The architecture employs a 6-stage superscalar pipeline. It also has branch prediction support. This allows it to deliver 5.04 CoreMark/MHz using a 40-nm process (Fig. 2). The 28-nm node will allow performance to double.
The Cortex-M7 supports the ARMv7-M instruction set. This includes bit manipulation instructions. It includes single cycle, DSP extensions using a 16-/32-bit MAC. It also has a single cycle, dual 16-bit MAC and 8-/16-bit SIMD instructions. It supports single and double floating point although the latter is an option that is likely to be implemented only for select parts.
The instruction and data caches can be up to 64 Kbytes. The instruction cache is 2-way associative while the data cache is 4-way. The system can also incorporate up to 16 Mbytes of tightly coupled memory (TCM). All of these support optional ECC. The number of memory protection regions has been doubled to 16 compared to the Cortex-M4 and the 64-bit AMBA4AXI interconnect can be linked to an AHB peripheral port.
The debug and trace support is optional. Debug support can be serial or JTAG. Trace support includes instruction and data embedded trace module (ETM), Data Trace (DWT), and Instrumentation Trace (ITM).
Adoption of the Cortex-M7 has been swift with many Cortex-M4 vendors releasing their version of the Cortex-M7 now. For example, STMicroelectronics STM32 series now includes the STM32 F7 (Fig. 3).
STMicroelectronics is enhancing the performance by coupling the core with a bus matrix fabric.

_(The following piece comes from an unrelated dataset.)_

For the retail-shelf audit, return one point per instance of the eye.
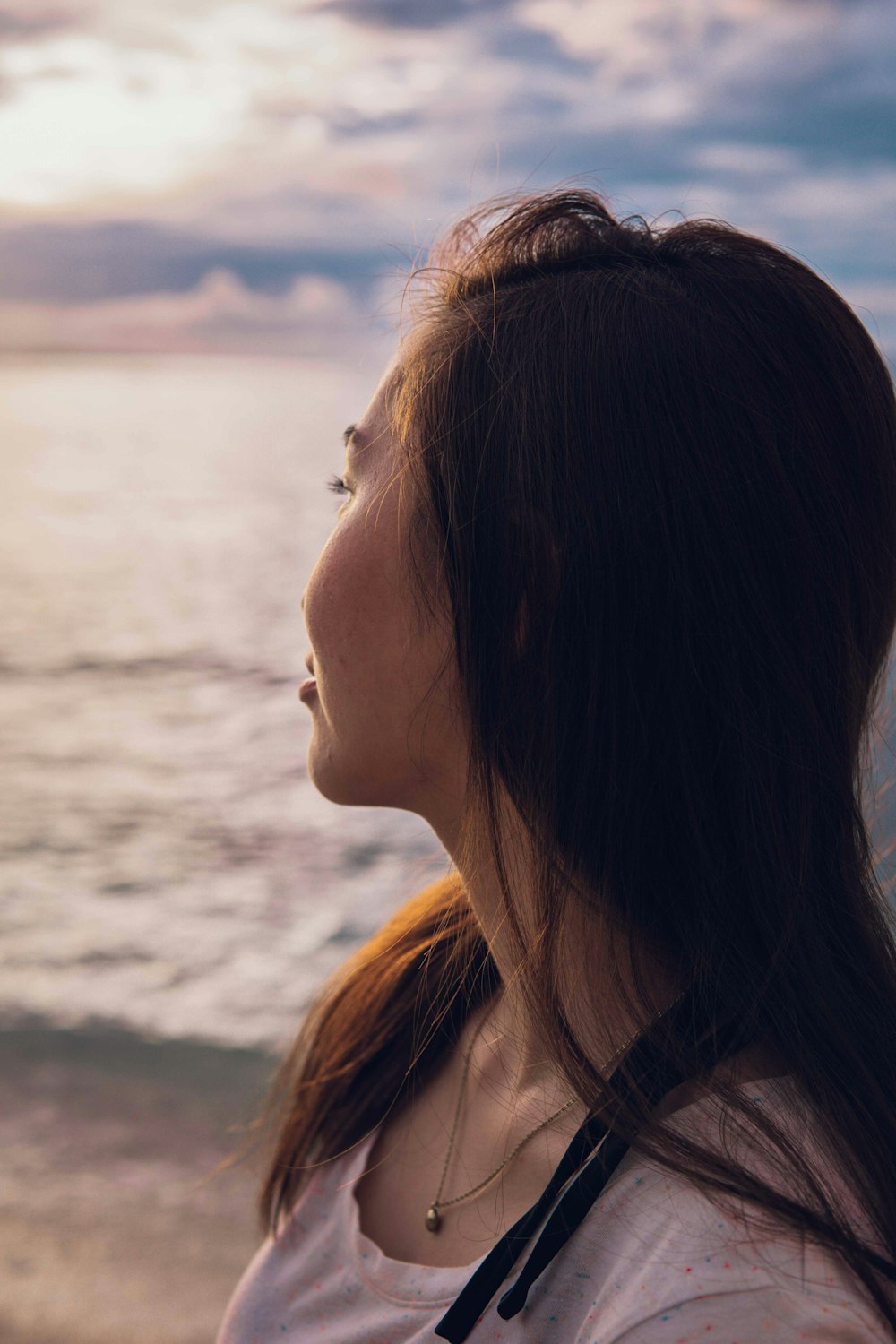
(338, 486)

This allows concurrent access to memory and peripherals. The 320 Kbytes scattered RAM approach splits into memory into independent regions that can be accessed simultaneously. There is 64 Kbytes of data TCM and 16 Kbytes of code TCM. There is also 4 Kbytes of battery backed memory. The chips also provide 0-wait-state performance by using ST’s Adaptive Real-Time (ART) Accelerator for internal flash memory and the L1 cache for internal and external memories. Versions are available with 512 Kbytes and 1 Mbyte of flash. The chips support off-chip memory including Quad SPI (QSPI) devices via two QSPI ports.
Hardware graphics acceleration is provided by ST’s Chrom-ART Accelerator. This 2D accelerator handles chores like bitmap decoding, blending and output support.

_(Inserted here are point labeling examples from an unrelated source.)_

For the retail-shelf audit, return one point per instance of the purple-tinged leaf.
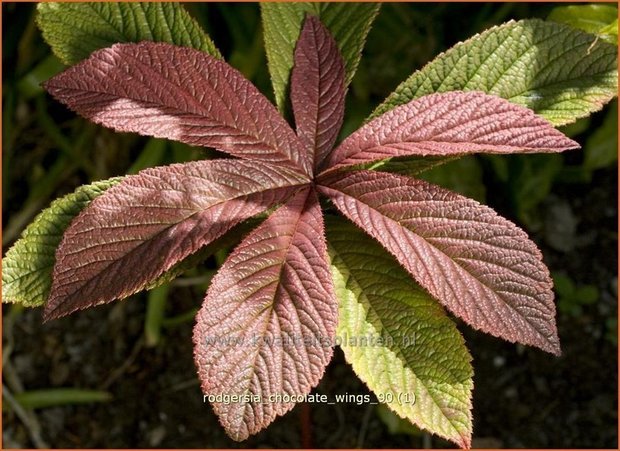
(162, 90)
(317, 90)
(451, 123)
(479, 265)
(268, 321)
(141, 227)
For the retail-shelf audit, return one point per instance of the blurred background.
(122, 375)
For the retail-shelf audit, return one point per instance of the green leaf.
(463, 175)
(398, 339)
(559, 72)
(601, 148)
(348, 23)
(410, 166)
(27, 266)
(75, 30)
(601, 20)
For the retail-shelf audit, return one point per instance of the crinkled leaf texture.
(178, 93)
(151, 221)
(348, 23)
(452, 123)
(560, 73)
(317, 90)
(76, 29)
(398, 339)
(267, 325)
(27, 266)
(268, 321)
(479, 265)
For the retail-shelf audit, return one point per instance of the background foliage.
(138, 352)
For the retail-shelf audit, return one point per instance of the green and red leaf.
(268, 321)
(317, 90)
(186, 95)
(481, 266)
(452, 123)
(143, 226)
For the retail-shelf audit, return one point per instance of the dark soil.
(522, 398)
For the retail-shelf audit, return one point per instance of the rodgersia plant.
(270, 318)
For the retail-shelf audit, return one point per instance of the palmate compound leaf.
(27, 265)
(348, 23)
(560, 73)
(146, 224)
(317, 90)
(398, 339)
(76, 29)
(481, 266)
(178, 93)
(267, 325)
(451, 123)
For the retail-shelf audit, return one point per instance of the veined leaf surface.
(348, 23)
(452, 123)
(178, 93)
(268, 321)
(28, 264)
(143, 226)
(317, 90)
(413, 351)
(481, 266)
(559, 72)
(76, 29)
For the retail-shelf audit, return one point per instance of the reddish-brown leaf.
(317, 90)
(166, 91)
(267, 324)
(478, 264)
(141, 227)
(451, 123)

The 90-nm family runs at 200 MHz. This delivers performance of 1000 CoreMarks. That is twice the performance of the STM32 F4.

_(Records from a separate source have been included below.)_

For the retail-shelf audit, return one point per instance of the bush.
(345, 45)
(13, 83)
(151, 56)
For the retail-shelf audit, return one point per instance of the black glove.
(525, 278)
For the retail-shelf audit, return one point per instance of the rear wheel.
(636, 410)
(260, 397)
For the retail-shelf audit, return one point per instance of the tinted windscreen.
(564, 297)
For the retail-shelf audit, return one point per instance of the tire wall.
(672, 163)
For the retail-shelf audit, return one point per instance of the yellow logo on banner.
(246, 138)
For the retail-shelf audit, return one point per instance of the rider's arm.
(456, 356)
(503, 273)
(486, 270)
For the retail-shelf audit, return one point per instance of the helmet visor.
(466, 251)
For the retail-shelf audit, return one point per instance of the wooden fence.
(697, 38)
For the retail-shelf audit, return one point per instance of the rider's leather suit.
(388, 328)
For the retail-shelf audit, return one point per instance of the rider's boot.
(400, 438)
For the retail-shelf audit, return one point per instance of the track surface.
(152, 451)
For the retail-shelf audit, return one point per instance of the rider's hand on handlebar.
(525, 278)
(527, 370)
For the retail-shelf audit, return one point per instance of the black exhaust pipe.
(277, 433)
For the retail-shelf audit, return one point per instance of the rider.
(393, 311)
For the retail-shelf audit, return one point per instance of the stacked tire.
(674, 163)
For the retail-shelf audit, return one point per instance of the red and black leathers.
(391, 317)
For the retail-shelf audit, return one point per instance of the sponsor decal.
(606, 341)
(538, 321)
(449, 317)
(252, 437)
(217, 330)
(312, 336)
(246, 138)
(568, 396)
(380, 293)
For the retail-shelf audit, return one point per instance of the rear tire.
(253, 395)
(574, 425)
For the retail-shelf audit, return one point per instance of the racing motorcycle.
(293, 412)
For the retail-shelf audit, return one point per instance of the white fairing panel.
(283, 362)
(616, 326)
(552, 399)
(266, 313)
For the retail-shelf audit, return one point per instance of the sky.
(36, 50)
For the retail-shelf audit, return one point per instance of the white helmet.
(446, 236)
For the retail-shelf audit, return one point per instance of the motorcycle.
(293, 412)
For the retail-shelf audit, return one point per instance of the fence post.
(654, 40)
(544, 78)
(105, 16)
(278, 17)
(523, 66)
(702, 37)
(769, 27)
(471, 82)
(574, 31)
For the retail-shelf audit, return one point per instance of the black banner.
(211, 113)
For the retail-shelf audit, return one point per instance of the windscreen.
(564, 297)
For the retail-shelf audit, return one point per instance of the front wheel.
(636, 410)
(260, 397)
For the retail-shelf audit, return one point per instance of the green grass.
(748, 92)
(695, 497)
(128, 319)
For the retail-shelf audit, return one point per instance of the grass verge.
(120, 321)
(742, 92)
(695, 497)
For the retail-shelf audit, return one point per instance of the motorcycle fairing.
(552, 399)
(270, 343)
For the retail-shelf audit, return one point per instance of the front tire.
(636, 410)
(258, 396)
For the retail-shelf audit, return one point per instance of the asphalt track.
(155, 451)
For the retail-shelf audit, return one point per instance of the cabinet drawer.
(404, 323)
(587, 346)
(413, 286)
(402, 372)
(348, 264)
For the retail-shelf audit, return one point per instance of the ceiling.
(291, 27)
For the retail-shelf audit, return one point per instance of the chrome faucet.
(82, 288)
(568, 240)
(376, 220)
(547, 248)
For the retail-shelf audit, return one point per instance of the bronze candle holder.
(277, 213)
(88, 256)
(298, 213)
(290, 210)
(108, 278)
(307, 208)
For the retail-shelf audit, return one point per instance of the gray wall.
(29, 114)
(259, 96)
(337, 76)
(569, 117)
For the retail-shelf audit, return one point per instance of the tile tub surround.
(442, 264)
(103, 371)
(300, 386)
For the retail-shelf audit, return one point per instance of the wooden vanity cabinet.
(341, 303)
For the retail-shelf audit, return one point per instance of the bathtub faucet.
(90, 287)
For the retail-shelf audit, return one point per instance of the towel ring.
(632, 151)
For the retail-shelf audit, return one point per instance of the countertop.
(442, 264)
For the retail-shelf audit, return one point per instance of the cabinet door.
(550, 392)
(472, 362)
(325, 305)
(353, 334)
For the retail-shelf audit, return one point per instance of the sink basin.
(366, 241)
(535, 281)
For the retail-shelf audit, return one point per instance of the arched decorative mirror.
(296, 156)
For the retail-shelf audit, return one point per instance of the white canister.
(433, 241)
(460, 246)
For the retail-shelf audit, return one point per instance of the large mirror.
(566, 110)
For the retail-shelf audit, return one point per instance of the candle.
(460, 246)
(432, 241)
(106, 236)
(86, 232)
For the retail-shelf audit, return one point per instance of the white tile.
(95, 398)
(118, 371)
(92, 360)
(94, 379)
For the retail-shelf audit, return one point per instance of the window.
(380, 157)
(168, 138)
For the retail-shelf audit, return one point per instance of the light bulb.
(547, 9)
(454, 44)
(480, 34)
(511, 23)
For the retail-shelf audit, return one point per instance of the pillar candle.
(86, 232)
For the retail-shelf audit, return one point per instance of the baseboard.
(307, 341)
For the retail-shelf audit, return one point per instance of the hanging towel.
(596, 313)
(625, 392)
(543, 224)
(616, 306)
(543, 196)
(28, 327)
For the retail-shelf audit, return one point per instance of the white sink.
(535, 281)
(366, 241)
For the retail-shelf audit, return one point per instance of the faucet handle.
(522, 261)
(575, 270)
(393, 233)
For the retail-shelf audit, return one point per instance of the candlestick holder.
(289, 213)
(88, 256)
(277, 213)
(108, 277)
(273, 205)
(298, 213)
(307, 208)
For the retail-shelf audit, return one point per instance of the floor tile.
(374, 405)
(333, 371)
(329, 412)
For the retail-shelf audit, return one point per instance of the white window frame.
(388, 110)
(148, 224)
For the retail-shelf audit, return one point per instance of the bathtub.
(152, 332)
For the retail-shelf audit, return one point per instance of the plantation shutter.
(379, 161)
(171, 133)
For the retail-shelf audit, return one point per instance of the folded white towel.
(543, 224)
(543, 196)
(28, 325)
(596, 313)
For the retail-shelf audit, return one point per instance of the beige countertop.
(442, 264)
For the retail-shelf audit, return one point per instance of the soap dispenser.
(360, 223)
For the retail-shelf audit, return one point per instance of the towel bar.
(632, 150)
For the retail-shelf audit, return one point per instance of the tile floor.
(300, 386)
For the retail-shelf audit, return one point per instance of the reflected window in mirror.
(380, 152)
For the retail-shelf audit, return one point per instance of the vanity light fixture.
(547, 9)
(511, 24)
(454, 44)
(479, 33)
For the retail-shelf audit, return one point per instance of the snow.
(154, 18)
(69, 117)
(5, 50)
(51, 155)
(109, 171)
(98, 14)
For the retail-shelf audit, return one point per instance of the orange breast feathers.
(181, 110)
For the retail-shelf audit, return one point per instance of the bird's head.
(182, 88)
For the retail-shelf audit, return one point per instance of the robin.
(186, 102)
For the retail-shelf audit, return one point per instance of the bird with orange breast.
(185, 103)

ST will have a number of development tools and platforms available like the STM32 Discovery board (Fig. 4). ST was able to deliver this quickly because the STM32 F4 and F7 share package pinouts.
The Cortex-M7 expands performance envelope and vendors will be challenging many existing, high performance DSP solutions using the Cortex-M7. The architecture provides growth as well as higher performance across the board. It provides a microcontroller solution that fills the gap between the Cortex-M and Cortex-A series. The Cortex-M7 is also ideally suited for the mobile and wearable device space when low power and high performance are needed.